In 1975, Gross [Gro75] introduced the notion of Log-Sobolev inequalities and showed how to deduce hypercontractivity inequalities from them. He established the Log-Sobolev inequality for $1$-bit functions, used induction (citing Segal) to obtain it for $n$-bit functions, and then used the CLT to transfer results to the Gaussian setting. (For some earlier results along these lines, see [Fed69,Gro72].) This gave a new proof of Nelson’s result and also independently established Bonami’s full Hypercontractivity Theorem. Also in 1975, Beckner [Bec75] published his Ph.D. thesis which proved a sharp form of the hypercontractive inequality for purely complex $\rho$. (It is unfortunate that the influential paper [KKL88] miscredited the Hypercontractivity Theorem to Beckner.) The case of general complex $\rho$ was subsequently treated by Weissler [Wei79], with the sharp result being obtained by Epperson [Epp89]. Weissler [Wei80] also appears to have been the first to make the connection between this line of work and Bonami’s thesis.

Independently of all this work, the $(q,2)$-Hypercontractivity Theorem was reproved (without sharp constant) in the Banach spaces community by Rosenthal [Ros76] in 1975, using methods similar to those of Paley and Kiener.
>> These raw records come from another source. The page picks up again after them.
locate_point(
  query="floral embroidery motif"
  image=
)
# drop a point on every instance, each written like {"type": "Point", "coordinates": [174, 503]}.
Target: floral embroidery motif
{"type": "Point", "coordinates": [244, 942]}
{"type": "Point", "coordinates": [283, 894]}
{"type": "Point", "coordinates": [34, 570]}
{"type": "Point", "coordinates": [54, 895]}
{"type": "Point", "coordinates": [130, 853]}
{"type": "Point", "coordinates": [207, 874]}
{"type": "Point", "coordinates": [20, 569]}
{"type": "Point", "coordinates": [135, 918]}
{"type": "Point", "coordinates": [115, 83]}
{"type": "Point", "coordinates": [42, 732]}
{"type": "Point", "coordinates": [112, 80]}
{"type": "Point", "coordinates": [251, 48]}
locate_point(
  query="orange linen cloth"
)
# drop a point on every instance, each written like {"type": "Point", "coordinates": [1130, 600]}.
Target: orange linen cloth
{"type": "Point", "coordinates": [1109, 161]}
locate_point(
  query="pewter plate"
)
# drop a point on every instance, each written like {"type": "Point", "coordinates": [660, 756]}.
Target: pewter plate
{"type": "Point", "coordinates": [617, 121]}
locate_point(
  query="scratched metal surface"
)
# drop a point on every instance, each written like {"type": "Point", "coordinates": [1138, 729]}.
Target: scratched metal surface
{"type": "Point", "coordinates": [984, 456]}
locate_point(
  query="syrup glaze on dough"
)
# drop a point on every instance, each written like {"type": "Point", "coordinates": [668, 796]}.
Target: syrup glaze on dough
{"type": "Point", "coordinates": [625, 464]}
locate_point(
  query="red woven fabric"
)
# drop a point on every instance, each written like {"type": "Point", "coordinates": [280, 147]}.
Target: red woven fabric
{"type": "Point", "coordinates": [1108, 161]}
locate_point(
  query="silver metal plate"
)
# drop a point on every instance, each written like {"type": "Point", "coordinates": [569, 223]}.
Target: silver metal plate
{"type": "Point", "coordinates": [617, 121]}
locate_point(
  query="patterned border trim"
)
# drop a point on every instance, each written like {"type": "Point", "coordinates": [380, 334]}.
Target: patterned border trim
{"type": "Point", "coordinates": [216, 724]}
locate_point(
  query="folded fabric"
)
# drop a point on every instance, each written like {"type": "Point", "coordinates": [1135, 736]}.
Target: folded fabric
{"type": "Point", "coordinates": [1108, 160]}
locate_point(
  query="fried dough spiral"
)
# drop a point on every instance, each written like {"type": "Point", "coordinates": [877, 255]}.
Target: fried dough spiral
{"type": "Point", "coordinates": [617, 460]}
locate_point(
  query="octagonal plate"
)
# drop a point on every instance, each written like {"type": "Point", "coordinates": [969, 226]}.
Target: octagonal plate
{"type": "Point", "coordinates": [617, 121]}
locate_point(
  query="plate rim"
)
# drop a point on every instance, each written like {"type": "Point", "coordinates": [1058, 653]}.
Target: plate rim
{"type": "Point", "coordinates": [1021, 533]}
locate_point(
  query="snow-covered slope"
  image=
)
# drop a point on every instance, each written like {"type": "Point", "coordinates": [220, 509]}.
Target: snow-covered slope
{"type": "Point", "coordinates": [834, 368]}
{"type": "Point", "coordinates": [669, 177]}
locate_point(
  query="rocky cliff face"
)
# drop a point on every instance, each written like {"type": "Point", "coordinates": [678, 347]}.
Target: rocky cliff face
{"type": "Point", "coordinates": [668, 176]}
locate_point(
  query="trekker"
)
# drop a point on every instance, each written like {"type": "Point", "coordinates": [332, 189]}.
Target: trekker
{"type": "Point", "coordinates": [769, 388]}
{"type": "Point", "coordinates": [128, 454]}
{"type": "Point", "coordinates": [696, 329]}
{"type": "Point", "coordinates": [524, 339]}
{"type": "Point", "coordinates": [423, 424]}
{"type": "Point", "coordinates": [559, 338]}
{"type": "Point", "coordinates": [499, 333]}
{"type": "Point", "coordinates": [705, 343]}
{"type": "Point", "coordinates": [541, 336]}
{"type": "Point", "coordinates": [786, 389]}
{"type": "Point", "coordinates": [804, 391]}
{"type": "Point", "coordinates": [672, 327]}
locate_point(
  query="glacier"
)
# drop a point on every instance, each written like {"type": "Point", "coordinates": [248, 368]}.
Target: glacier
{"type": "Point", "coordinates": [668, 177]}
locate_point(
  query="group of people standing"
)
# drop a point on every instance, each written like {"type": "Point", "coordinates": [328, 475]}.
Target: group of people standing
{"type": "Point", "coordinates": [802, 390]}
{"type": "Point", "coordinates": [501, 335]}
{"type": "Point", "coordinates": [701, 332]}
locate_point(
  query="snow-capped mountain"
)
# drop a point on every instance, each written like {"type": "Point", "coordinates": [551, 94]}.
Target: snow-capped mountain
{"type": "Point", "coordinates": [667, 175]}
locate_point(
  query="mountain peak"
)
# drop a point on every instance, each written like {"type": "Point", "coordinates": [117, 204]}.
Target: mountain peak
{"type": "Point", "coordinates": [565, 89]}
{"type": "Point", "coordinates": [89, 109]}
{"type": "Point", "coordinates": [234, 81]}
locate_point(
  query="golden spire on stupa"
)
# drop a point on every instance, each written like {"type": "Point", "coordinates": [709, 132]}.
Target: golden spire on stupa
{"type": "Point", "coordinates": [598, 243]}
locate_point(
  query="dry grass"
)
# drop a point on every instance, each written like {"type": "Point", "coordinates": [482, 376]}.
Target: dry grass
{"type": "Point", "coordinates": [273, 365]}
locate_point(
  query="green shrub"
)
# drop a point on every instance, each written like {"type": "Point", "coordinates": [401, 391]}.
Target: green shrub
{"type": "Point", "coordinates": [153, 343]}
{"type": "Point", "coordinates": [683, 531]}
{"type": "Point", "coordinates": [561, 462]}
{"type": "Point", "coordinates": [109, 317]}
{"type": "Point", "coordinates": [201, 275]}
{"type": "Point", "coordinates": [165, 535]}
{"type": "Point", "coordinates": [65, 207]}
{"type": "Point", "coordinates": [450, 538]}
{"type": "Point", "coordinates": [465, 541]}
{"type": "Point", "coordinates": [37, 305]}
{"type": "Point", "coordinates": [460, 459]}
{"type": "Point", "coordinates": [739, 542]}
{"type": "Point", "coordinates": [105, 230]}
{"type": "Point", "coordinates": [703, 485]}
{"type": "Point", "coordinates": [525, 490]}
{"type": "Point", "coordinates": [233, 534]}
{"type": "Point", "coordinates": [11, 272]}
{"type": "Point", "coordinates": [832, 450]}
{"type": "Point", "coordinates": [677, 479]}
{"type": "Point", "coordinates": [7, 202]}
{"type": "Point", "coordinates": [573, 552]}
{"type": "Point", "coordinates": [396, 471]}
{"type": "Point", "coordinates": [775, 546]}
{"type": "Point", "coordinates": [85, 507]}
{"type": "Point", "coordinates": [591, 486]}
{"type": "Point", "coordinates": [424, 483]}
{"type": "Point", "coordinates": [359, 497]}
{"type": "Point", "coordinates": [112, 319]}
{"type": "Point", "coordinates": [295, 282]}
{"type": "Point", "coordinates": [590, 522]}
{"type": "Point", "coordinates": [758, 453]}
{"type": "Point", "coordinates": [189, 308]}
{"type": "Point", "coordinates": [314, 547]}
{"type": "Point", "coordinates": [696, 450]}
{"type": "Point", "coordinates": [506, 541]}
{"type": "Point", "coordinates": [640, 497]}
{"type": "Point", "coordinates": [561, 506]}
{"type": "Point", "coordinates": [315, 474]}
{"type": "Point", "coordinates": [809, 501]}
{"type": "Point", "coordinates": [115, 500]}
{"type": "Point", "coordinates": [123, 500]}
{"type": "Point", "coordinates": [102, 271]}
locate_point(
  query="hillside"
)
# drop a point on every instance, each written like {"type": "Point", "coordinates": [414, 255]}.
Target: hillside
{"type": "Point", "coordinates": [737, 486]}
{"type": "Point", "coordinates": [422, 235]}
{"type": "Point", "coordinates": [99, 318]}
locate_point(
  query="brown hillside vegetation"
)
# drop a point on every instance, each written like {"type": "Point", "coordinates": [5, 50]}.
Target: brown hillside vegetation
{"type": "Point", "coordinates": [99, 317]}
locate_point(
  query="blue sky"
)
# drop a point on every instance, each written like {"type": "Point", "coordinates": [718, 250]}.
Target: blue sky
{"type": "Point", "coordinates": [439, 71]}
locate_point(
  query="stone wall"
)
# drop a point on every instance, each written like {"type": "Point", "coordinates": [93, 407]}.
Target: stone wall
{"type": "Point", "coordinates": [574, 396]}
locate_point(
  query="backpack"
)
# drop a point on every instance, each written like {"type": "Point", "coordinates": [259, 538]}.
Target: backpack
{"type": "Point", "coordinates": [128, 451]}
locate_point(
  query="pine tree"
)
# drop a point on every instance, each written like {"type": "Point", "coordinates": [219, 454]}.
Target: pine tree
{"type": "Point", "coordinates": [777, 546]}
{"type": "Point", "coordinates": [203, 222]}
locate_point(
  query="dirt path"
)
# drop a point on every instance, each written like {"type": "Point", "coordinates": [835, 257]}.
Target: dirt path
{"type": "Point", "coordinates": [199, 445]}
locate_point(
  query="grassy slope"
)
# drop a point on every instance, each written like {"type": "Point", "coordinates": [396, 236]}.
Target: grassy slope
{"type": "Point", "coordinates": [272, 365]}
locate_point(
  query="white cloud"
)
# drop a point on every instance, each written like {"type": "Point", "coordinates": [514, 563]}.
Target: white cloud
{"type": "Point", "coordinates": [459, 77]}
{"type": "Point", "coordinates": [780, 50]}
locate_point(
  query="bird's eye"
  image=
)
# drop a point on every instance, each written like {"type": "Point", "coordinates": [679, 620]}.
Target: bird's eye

For additional early references, see [Mul05, Chapter 1].

The term “hypercontractivity” was introduced in [SH72]; Definition 13 of a hypercontractive random variable is due to [KS88]. The short inductive proof of the Bonami Lemma may have appeared first in [MOO05]. Theorems 22 and 24 appear in [Jan97]. Theorem 23 dates back to [PZ78,Bor79]. The Small-Set Expansion theorem is due to [KKL88]; the Level-$k$ Inequalities appear in several places but can probably be fairly credited to [KKL88] as well. Ben-Or and Linial’s work [BL85,BL90] was motivated both by game theory and by the Byzantine Generals problem [LSP82] from distributed computing; the content of Exercise 25 is theirs. In turn it motivated the watershed paper by Kahn, Kalai, and Linial [KKL88]. (See also the intermediate work [CGG87].) The “KKL Edge-Isoperimetric Theorem” (which is essentially a strengthening of the basic KKL Theorem) was first explicitly proved by Talagrand [Tal94] (possibly independently of [KKL88]?); he also treated the $p$-biased case. There is no known combinatorial proof of the KKL Theorem (i.e., one which does not involve real-valued functions); however several slightly different analytic proofs are know [FS07,Ros06,OW13]. The explicit lower bound on the “KKL constant” achieved in Exercise 30 is the best known; it was established in, e.g., [FS07]. It is still a factor of $2$ away from the best known upper bound, achieved by the tribes function.

Friedgut’s Junta Theorem is from [Fri98]. The observation that its junta size can be improved for functions which have $\mathbf{W}^{k}[f] \leq \epsilon$ for $k \ll \mathbf{I}[f]/\epsilon$ was independently made by Li-Yang Tan in 2011; so was the consequence Corollary 31 and its extension to constant-degree PTFs. A stronger result than Corollary 31 is known: Diakonikolas and Servedio [DS09] showed that every LTF is $\epsilon$-close to a $\mathbf{I}[f]^2 \mathrm{poly}(1/\epsilon)$-junta. As for Corollary 30, it’s incomparable with a result from [GMR12] which shows that every width-$w$ DNF is $\epsilon$-close to a $(w \log(1/\epsilon))^{O(w)}$-junta.

Exercise 3 was suggested to the author by Krzysztof Oleszkiewicz. Exercise 12 is from [GOWZ10]. Exercise 21 appears in [OS07]; Exercise 22 appears in [OW09]. The estimate in Exercise 24 is from [dKPW04] (see also [RR01,KKMO07]). Exercises 27 and 28 are due to [KKL88]. Exercise 34 was suggested to the author by John Wright. Exercise 36 appears in [KOTZ13].

### 2 comments to Chapter 9 notes

• Gil Kalai

Dear Ryan, Perhaps it makes sense to mention also Khintchine’s Inequality (used for the law of iterated logarithm that he discovered) and a later result by Littlewood.

• Hmm. I do mention Khintchine’s Inequality in the text… as for tracing the history of the hypercontractivity theorem, I suppose one can only go back so far I tried to look for the first place that Khintchine-type inequalities for Walsh series (i.e., polynomials of degree higher than one, in our language) were studied. It seems to me this was Paley’s papers.